普段のおっとりした微笑みではない、強い意志を持つ笑みだ。
彼女はもう揺るがない。
「愛する国に危機が迫っているのなら、私はあらゆる手段を使いましょう。持てる力全てで守りますわ。たとえ彼の行く道が茨に覆われていようと私はどこまでも着いてまいります」
「リリ姐…」
「流石リリ姐」
エレナは半ば呆然と呟き、アメリィは口の端を上げて頷いた。
「大尉。もう教えてあげましょうよ。

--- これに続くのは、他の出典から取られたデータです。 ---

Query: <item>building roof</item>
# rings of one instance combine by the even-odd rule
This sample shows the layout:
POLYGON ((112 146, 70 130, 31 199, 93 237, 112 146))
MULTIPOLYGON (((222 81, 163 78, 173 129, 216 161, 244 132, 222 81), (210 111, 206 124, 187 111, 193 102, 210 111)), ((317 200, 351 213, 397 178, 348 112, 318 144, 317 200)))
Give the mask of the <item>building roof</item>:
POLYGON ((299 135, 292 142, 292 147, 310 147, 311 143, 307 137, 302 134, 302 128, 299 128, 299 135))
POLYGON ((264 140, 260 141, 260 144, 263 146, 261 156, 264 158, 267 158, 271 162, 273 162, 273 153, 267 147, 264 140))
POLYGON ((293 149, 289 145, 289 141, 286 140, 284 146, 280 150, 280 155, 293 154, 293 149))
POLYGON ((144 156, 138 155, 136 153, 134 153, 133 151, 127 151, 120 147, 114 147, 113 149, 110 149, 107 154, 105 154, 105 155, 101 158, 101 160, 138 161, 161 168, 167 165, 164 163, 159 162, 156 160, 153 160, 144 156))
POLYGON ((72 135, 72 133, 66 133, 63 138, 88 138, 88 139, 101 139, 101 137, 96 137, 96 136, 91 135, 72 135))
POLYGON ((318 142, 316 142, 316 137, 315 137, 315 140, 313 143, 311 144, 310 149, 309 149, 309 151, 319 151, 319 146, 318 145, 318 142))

ここまで仰ってるんですよ?公爵家の力があるなら我々に不利になるようなことはないでしょ?」
「そういう問題じゃない。俺は…」
「分かってます。大尉はそんな事を気にするお方じゃない。ただレディ達が心配なだけなんですよね?守りたいからこそ黙ってるんでしょう?」
「……何かあったらシャルルに顔向けできんだろ。それに軍人として、俺が俺を許せない」
「だったら尚更ですよ」
ルゼールはニッと笑ってリリサに向き直る。
「レディ・リリサ、このまま大尉が何も話さなかったら貴女はどうされます?」
「そうですわね…私一人でも何とかして調べることになりますわ。それこそあらゆる手段を使うでしょうね」
リリサは少し考えて、ルゼールの意図に気づきニッコリと答えた。
ルゼールもそれに満足気に頷き更にリックに捲し立てる。
「ほら、あらゆる手段、ですって。何をするつもりなんでしょうね?もしかしたら、危険な所にフラフラと突っ込んで行くかもしれませんね。更にもしかしたら、そこが敵のボスの隠家かもしれませんね。でもそれは仕方ないですよね、だってレディは何も知らないんですから。大尉が教えてあげないんですから、知らなくても仕方ないですよね」
「あー!もー良い!分かった!分かったっての!ったく、良く回る頭と口だ」
「え、それ褒めてます?」
「頭の良さだけは褒めてる」
「ふふ、それで十分です」
ルゼールは満足そうに笑い敬礼をした。
2人の関係性を垣間見たリリサ達は顔を見合わせて微笑んだ。
自分が彼らに協力するのか、逆に協力してもらうのか、どちらなのかは分からないが、彼らとなら良い関係を築ける気がした。